Звук бега. Возвращение.

– Вот, держите!

Я жду.

– Опускай вниз! Потихоньку!

Стекло поблескивает, медленно опускаясь вниз на веревке.

Поверхность воды мягко морщится, когда стекло прикасается к ней, заполняется внутри. Поднимаюсь с теплым воздухом к жерлу колодца.

– Вот! Хочешь попробовать воду, Риджент?

– Давай!

– Какой красивый колодец! Чего стоит одна конструкция! Когда, интересно, его построили?

– Бог его знает. В том городе, где мы сели вчера, Смит сказал, что жизни на Марсе нет уже десять тысяч лет.

– Невероятно!

– Ну что, Риджент? Как вода?

– Чистая, как стеклышко. Налить стакан?

Звук льющейся на солнце воды. Я танцую в воздухе, как пыль, как тонкие веточки под легким дуновением ветра.

– Что с тобой, Джонс?

– Не знаю. Ужасно заболела голова. Как-то вдруг.

– Ты выпил воды?

– Нет, не успел. Не из-за этого. Я как раз нагибался над колодцем, и голова у меня точно раскололась. Сейчас уже лучше.

Теперь я знаю, кто я.

Мое имя – Стивен Леонард Джонс, мне двадцать пять лет, и я только что прибыл сюда на ракете с планеты под названием Земля. Я стою сейчас на планете Марс вместе с моими добрыми друзьями Риджентом и Шоу у старого колодца.

Я гляжу на мои золотые пальцы, загорелые и крепкие. Я вижу мои длинные ноги, мою серебристую форму и моих друзей.

– Джонс, что с тобой? – спрашивают они.

– Все в порядке, – говорю я, глядя на них. – Со мной все в порядке.

Пища вкусная. За десять тысяч лет я забыл, что такое вкус пищи. Она приятно ложится на язык, а вино, которым я запиваю ее, согревает. Я вслушиваюсь в звучание голосов. Составляю слова, которые не понимаю и все-таки странным образом понимаю. Пробую воздух.

– Что с тобой происходит, Джонс?

Наклоняю голову – мою голову – в сторону и кладу на стол руки, в которых держу серебряные инструменты для еды. Я все ощущаю, осязаю.

– Что ты хочешь этим сказать? – отвечаю я новым приобретением – голосом.

– Ты как-то нелепо дышишь – хрипишь, – говорит другой из них.

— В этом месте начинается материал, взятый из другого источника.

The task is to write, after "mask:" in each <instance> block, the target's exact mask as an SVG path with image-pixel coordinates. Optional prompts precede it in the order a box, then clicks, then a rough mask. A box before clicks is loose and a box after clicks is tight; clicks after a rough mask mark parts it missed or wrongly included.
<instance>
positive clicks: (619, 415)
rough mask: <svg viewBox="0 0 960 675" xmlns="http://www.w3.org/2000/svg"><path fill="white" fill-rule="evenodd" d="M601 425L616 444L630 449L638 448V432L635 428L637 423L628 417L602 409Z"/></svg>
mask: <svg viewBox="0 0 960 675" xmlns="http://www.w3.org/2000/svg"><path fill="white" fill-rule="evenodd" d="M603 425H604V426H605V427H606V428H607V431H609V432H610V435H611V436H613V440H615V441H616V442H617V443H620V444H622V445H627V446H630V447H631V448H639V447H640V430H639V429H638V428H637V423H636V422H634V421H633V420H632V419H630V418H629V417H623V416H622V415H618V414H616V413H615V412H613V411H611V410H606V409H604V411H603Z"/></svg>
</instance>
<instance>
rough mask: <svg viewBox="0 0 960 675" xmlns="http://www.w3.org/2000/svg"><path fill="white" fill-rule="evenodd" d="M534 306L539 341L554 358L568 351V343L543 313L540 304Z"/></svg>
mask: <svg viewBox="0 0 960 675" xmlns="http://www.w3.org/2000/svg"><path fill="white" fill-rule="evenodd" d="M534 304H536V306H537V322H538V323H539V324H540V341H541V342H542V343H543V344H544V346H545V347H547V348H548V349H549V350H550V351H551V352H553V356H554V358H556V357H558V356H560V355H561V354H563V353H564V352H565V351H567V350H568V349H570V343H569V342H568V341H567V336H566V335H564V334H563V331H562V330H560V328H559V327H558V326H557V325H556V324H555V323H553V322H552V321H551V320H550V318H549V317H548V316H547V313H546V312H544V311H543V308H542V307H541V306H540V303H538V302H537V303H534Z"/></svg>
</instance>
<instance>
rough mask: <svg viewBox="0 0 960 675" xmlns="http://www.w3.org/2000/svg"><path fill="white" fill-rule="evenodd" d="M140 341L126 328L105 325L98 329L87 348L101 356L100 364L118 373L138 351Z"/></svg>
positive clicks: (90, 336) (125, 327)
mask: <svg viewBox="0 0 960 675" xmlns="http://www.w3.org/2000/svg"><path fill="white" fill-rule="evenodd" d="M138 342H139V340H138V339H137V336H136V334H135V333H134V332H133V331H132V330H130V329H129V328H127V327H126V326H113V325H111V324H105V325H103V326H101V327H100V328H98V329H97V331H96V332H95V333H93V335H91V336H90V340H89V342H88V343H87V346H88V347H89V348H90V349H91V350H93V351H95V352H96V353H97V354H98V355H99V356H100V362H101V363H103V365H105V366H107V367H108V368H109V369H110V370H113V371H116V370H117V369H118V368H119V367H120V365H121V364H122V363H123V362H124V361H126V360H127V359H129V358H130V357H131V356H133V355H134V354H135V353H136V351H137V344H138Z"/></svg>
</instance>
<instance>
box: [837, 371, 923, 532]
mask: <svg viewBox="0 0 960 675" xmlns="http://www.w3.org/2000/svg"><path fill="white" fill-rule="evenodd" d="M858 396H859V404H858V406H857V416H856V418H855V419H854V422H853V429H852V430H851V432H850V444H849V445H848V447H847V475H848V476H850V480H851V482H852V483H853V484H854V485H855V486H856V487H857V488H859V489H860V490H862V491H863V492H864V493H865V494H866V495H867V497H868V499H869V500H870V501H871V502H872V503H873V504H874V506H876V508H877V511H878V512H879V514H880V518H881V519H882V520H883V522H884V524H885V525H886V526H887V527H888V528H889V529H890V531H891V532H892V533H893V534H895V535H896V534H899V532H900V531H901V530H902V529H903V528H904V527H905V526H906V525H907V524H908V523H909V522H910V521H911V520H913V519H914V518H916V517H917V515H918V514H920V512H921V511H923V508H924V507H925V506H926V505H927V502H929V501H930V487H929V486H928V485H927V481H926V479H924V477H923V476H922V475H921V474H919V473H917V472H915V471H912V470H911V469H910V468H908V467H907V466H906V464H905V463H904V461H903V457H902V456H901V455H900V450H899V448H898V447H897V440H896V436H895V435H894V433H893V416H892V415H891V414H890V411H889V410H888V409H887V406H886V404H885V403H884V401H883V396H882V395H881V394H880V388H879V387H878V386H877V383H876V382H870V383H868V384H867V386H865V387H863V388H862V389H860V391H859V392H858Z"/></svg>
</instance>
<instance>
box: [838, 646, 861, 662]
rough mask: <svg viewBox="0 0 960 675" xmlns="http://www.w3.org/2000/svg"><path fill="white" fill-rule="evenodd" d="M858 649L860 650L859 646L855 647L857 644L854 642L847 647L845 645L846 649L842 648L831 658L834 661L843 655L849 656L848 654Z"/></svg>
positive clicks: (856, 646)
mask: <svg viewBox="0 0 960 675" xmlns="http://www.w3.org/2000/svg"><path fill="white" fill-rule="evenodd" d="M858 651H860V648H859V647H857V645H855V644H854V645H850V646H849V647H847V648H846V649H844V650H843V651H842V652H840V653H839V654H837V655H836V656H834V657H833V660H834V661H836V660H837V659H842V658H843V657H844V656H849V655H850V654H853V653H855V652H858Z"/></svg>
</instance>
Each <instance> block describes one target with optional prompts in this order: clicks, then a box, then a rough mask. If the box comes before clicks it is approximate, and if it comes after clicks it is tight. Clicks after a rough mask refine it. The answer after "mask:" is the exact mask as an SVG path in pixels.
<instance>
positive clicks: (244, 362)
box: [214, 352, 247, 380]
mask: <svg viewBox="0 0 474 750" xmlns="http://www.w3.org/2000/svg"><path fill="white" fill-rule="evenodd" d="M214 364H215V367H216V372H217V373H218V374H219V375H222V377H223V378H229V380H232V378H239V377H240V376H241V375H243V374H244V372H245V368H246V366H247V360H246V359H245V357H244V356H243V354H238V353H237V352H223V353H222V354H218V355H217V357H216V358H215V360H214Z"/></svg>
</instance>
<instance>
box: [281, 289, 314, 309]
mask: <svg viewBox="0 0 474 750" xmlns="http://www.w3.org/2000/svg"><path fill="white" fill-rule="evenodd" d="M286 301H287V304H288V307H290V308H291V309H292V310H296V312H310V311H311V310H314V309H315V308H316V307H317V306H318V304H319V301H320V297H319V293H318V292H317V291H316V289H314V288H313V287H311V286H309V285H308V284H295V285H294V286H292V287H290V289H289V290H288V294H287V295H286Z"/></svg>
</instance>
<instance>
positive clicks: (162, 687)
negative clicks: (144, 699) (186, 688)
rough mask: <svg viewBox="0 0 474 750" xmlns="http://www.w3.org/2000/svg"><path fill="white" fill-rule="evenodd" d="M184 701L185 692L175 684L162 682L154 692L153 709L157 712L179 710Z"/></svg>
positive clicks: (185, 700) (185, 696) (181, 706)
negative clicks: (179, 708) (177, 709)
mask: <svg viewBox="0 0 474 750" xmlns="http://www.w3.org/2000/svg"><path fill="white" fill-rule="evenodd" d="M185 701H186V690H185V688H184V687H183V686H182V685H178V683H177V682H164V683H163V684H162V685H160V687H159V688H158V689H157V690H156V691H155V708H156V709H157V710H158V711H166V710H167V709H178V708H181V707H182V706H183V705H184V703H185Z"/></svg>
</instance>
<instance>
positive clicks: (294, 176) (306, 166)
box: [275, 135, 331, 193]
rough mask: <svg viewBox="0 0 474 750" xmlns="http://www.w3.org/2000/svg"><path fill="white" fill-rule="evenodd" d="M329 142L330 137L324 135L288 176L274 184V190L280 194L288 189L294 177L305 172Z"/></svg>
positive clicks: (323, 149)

Нахожу точный ответ, произношу:

– Наверное, заболеваю. Простуда.

– Не забудь провериться у доктора!

Я киваю головой и обнаруживаю, что кивать головой приятно. Спустя десять тысяч лет приятно многое. Приятно вдыхать воздух, чувствовать, как согревает тело и проникает все глубже и глубже солнечное тепло, приятно ощущать позвоночный столб и хитроумное сплетение костей, упрятанных в толщу согретой плоти, приятно различать звуки, доносящиеся гораздо яснее и ближе, чем в каменной глубине колодца. Я сижу зачарованный.

– Джонс, очнись! Кончай с этим! Надо идти!

– Хорошо, – говорю я, загипнотизированный тем, как легко, словно влага на языке, образуются слова, как медленно и грациозно они срываются и плывут.

Я иду, и мне приятно идти. Я – высок, и земля далеко под моими ногами. Я словно на вершине высокого утеса и рад этому.

Риджент стоит у каменного колодца и глядит в него. Другие, тихо переговариваясь, ушли на свой серебристый корабль.

Я чувствую мою руку вплоть до кончиков пальцев, чувствую, как улыбаются мои губы.

– Колодец глубокий, – говорю я.

– Да, глубокий.

– Он называется Колодец Души.

Риджент поднимает голову, глядит на меня.

– Откуда ты знаешь?

– Ты считаешь, он не похож на Колодец Души?

– Я о таком колодце никогда не слыхал.

– Это место, где живут те, кто ждут, – те, кто когда-то были живыми, а теперь только ждут и ждут, – отвечаю я, дотрагиваясь до его руки.

Полуденный зной. Песок горит как огонь, корабль пылает серебристым пламенем, жара мне приятна. Я слышу шум собственных шагов по жесткому песку, звуки ветра, гуляющего по палимым солнцем долинам. Улавливаю запах: обшивка ракеты кипит под солнцем. Стою прямо под выходным люком.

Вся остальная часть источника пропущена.